Observability will be covered in a separate blueprint.

Alternative Solutions

Unmanaged GCP project

Instead of building a managed platform, we could give teams a GCP project and let them have at it. In fact, this is what we have done for a few services. It brings excellent isolation and flexibility. There are however several issues with this approach:

  • Missing Infrastructure-as-Code: Without any existing structure, teams may be inclined to create cloud resources via UI without using Terraform or similar IaC tools. This makes it very difficult to audit changes and re-provision the infrastructure across several environments.
  • Sprawling: Without sane and safe defaults, every service will need to develop their own approach for deploying services. This also makes it very difficult for anyone else to contribute to these services.
  • Non-scalable design: By being able to create arbitrary VMs, it can be tempting to co-locate services on a single machine without thinking about horizontal scalability.

Unmanaged Kubernetes cluster or namespace

Instead of building a custom platform, we could decide that Kubernetes is the platform, and let teams have either their own cluster or their own namespace in a shared cluster.

Some challenges with this approach:

  • Baseline cost for GKE: The management fee is $70 per month. If we aim to have many services across multiple environments, some of them receiving low traffic volume, then a separate cluster per service is not cost effective. This suggests we would want to go with a shared cluster.
  • Developer friendliness: Kubernetes is growing in popularity but it’s not the most developer friendly interface. There are a lot of concepts and abstractions to grapple with. A narrower interface a la “deploy this container and give me a port”, while less flexible, has a much lower barrier to entry.

It is plausible that Runway will evolve more in this direction.

GCP project per service

GCP projects provide a very solid foundation for resource isolation and cost attribution. Ideally we would leverage such a model. However, the lack of shared resources comes at a significant baseline cost per service.

If we want to make use of GKE, the per-cluster management fee of $70 per month would likely result in the minimum cost for a service being $140 per month. For small services, this is not cost effective.

An alternative to consider would be running Kubernetes without GKE. This then means we need to manage that Kubernetes deployment ourselves, and stay on top of the differences to GKE.

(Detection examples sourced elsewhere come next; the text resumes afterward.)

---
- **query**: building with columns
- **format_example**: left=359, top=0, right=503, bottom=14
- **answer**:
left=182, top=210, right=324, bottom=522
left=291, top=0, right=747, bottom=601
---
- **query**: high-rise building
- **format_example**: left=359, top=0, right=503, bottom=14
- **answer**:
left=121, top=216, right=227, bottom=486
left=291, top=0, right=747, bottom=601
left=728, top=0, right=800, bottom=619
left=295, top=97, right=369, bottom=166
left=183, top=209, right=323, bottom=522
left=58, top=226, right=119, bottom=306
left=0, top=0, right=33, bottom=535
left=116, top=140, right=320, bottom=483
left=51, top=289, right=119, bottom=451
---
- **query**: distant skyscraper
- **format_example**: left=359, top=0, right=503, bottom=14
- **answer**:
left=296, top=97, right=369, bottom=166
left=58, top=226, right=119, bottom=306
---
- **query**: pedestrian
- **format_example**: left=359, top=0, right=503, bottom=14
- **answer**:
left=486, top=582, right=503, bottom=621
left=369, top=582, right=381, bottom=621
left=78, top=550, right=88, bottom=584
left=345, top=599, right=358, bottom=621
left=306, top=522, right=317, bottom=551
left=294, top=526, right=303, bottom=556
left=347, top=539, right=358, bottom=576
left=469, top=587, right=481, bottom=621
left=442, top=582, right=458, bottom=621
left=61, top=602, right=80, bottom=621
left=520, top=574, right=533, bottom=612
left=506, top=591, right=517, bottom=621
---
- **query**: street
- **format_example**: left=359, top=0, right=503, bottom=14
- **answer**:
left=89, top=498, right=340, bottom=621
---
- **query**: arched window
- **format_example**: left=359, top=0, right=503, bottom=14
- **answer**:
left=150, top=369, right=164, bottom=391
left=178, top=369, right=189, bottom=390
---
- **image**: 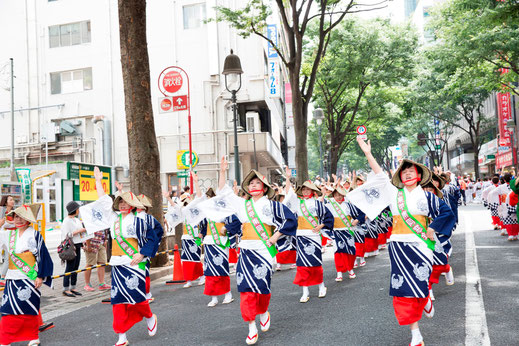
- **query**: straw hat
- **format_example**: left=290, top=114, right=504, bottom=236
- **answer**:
left=6, top=203, right=41, bottom=223
left=332, top=187, right=346, bottom=196
left=113, top=191, right=144, bottom=210
left=137, top=193, right=153, bottom=208
left=296, top=180, right=323, bottom=196
left=241, top=169, right=276, bottom=199
left=391, top=159, right=432, bottom=189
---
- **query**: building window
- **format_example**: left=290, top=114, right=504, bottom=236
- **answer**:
left=50, top=67, right=92, bottom=95
left=182, top=3, right=206, bottom=29
left=49, top=21, right=90, bottom=48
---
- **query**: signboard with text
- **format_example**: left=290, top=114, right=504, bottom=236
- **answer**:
left=67, top=162, right=112, bottom=201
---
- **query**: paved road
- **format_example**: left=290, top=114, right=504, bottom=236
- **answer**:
left=34, top=205, right=519, bottom=345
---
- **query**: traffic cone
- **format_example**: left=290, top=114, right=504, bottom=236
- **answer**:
left=38, top=310, right=55, bottom=333
left=166, top=244, right=186, bottom=285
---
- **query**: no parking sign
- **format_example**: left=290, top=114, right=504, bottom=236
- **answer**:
left=357, top=125, right=368, bottom=140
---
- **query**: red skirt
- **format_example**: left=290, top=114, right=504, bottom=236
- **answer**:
left=276, top=250, right=297, bottom=264
left=364, top=237, right=378, bottom=252
left=112, top=301, right=153, bottom=334
left=204, top=276, right=231, bottom=296
left=240, top=292, right=270, bottom=322
left=505, top=223, right=519, bottom=236
left=429, top=264, right=451, bottom=288
left=377, top=233, right=387, bottom=246
left=229, top=249, right=238, bottom=263
left=334, top=252, right=357, bottom=273
left=294, top=266, right=323, bottom=286
left=0, top=315, right=39, bottom=345
left=182, top=261, right=204, bottom=281
left=393, top=297, right=428, bottom=326
left=355, top=243, right=366, bottom=257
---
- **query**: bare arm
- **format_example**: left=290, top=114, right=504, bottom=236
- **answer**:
left=94, top=166, right=105, bottom=198
left=357, top=136, right=382, bottom=174
left=191, top=172, right=202, bottom=197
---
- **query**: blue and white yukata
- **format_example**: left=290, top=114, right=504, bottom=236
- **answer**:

Another alternative to consider is to use Cloud Run for small services and GKE for larger ones. This however requires maintaining compatibility with Cloud Run, and potentially be limited to the lowest common denominator in terms of features.

Some hybrid is possible (e.g. give a Runway service its own project), but as long as we have shared resources, we need to implement permission control on a per-resource level.